Alors, pourquoi m’abîmer la santé à aller parler de Michel Leiris et des subtilités de l’Âge d’homme à des élèves qui m’aiment autant ?

Parce que c’est mon job, et que c’est le job qui m’a fait tenir, depuis 45 ans, comme dit le sergent Riggs, dans les moments de découragement, de déprime, ou de tentations noires. Dans un collège campagnard avec 2h1/2 de trajet journalier (et autant au retour, cinq ans durant) comme dans des lycées de ZEP de la région parisienne — vingt ans durant : aucun héroïsme particulier, c’était le job pour lequel j’avais signé.
Parce que mon job est de répandre, partout et toujours, les Lumières — même si des inconscientes croient que leur parole vaut la mienne sous prétexte qu’elles ont un vagin et que c’est avec lui qu’elles pensent, faute d’avoir un cerveau. Mon job, c’est de faire cours face à face. D’essuyer la suie de bêtise et d’ignorance qui obscurcit ces cervelles adolescentes. Et de transmettre le peu que je sais de la littérature — mais j’en sais tout de même un peu plus qu’eux.
Le reste…

Alors ceux de mes collègues qui font passer leur petite santé avant les impératifs du métier me font penser à des soldats qui refuseraient de marcher à l’ennemi parce qu’ils risquent de se casser un ongle dans l’entreprise.
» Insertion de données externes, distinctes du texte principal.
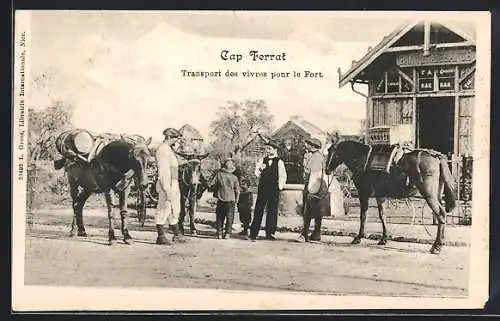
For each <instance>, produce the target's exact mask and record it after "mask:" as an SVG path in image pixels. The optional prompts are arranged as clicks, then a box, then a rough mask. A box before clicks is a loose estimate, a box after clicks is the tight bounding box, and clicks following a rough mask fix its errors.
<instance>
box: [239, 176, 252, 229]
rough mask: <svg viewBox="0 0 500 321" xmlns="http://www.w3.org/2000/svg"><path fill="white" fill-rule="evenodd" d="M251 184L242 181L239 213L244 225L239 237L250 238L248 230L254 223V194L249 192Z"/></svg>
mask: <svg viewBox="0 0 500 321" xmlns="http://www.w3.org/2000/svg"><path fill="white" fill-rule="evenodd" d="M249 185H250V184H249V182H248V180H247V179H243V180H242V181H241V185H240V186H241V192H240V198H239V200H238V212H239V214H240V222H241V223H242V224H243V231H241V232H240V233H239V235H244V236H248V229H249V228H250V223H251V222H252V206H253V194H252V192H251V191H249V190H248V187H249Z"/></svg>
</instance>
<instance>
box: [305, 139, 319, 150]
mask: <svg viewBox="0 0 500 321" xmlns="http://www.w3.org/2000/svg"><path fill="white" fill-rule="evenodd" d="M306 144H308V145H309V146H312V147H315V148H321V141H320V140H319V139H317V138H308V139H306Z"/></svg>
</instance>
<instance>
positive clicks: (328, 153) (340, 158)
mask: <svg viewBox="0 0 500 321" xmlns="http://www.w3.org/2000/svg"><path fill="white" fill-rule="evenodd" d="M338 145H341V144H337V143H335V142H333V143H332V145H331V146H330V147H329V148H328V156H327V157H326V165H325V174H326V175H330V174H331V173H332V172H333V171H334V170H335V169H336V168H337V167H338V166H339V165H340V164H342V163H343V160H342V158H341V153H342V148H338Z"/></svg>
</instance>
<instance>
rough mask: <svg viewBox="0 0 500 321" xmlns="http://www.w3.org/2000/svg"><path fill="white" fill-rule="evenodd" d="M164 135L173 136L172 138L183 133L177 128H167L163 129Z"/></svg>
mask: <svg viewBox="0 0 500 321" xmlns="http://www.w3.org/2000/svg"><path fill="white" fill-rule="evenodd" d="M163 135H164V136H165V137H169V138H170V137H171V138H177V137H181V136H182V134H181V133H180V132H179V131H178V130H177V129H175V128H167V129H165V130H164V131H163Z"/></svg>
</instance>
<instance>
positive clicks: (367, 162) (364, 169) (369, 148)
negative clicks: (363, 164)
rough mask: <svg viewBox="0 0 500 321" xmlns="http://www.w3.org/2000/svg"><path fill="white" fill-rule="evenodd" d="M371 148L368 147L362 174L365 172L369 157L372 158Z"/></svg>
mask: <svg viewBox="0 0 500 321" xmlns="http://www.w3.org/2000/svg"><path fill="white" fill-rule="evenodd" d="M372 150H373V147H372V146H371V145H368V154H367V155H366V161H365V165H364V166H363V172H366V168H367V167H368V162H369V161H370V157H371V156H372Z"/></svg>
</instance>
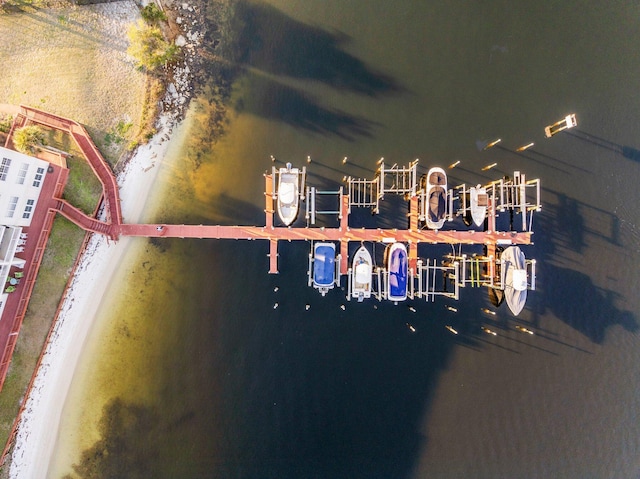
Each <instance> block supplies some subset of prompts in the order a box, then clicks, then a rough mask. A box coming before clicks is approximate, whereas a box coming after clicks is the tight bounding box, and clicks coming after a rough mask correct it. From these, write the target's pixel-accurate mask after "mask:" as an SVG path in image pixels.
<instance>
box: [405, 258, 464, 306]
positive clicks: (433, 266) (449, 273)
mask: <svg viewBox="0 0 640 479" xmlns="http://www.w3.org/2000/svg"><path fill="white" fill-rule="evenodd" d="M416 270H417V274H416V277H415V279H416V280H417V283H418V284H417V287H416V288H415V289H416V290H417V291H416V293H415V295H416V297H418V298H424V299H425V300H426V301H434V300H435V297H436V296H444V297H446V298H451V299H453V300H456V301H457V300H458V299H460V282H459V277H460V264H459V263H458V262H457V261H453V262H450V263H447V262H443V263H442V264H441V265H440V266H438V264H437V260H435V259H433V260H432V259H427V260H426V262H425V260H422V259H419V260H418V262H417V265H416ZM449 282H450V283H451V284H452V285H453V291H449V290H448V289H447V284H448V283H449Z"/></svg>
Tout fait mal, chers collègues. Tout est risque — et vous en prenez bien davantage, statistiquement parlant, en entrant sous la douche ou en traversant la rue. On n’arrive pas à mon âge sans avoir eu quelquefois la tentation d’en finir. J’ai parfois l’impression que ce que je vis, c’est du rab.
Alors le corona ou autre chose…

Ce qui m’embête davantage, c’est que dans sa grande sagesse Emmanuel Macron a parlé de rouvrir les écoles, mais pas les bars. Où diable vais-je pouvoir prendre le café matinal et lire la Provence avant d’aller en cours ? Dans une salle des profs (je n’ai jamais consenti à utiliser la machine à café de l’établissement, j’ai horreur de ce qui en sort) peuplée de fantômes au visage barré de bâillons ? Oh comme ça va être drôle, de faire cours à travers un chiffon ! Je devrais m’en trouver un élégant, histoire d’être appelé « bel maschio » — un jeu de mots dont Roger Vailland a tiré tout le jus, en 1954.
Evidemment avec 45 élèves par classe serrés comme des sardines, la « distanciation sociale » (Brecht aurait adoré l’idée, probablement, il en aurait fait une pièce) sera dure à respecter. Tant pis. Après tout, les bouillons de culture, cela fait 45 ans que je vis avec.
Et puis, dans « bouillon de culture », il y a quand même « culture ». Et ça, c’est le job.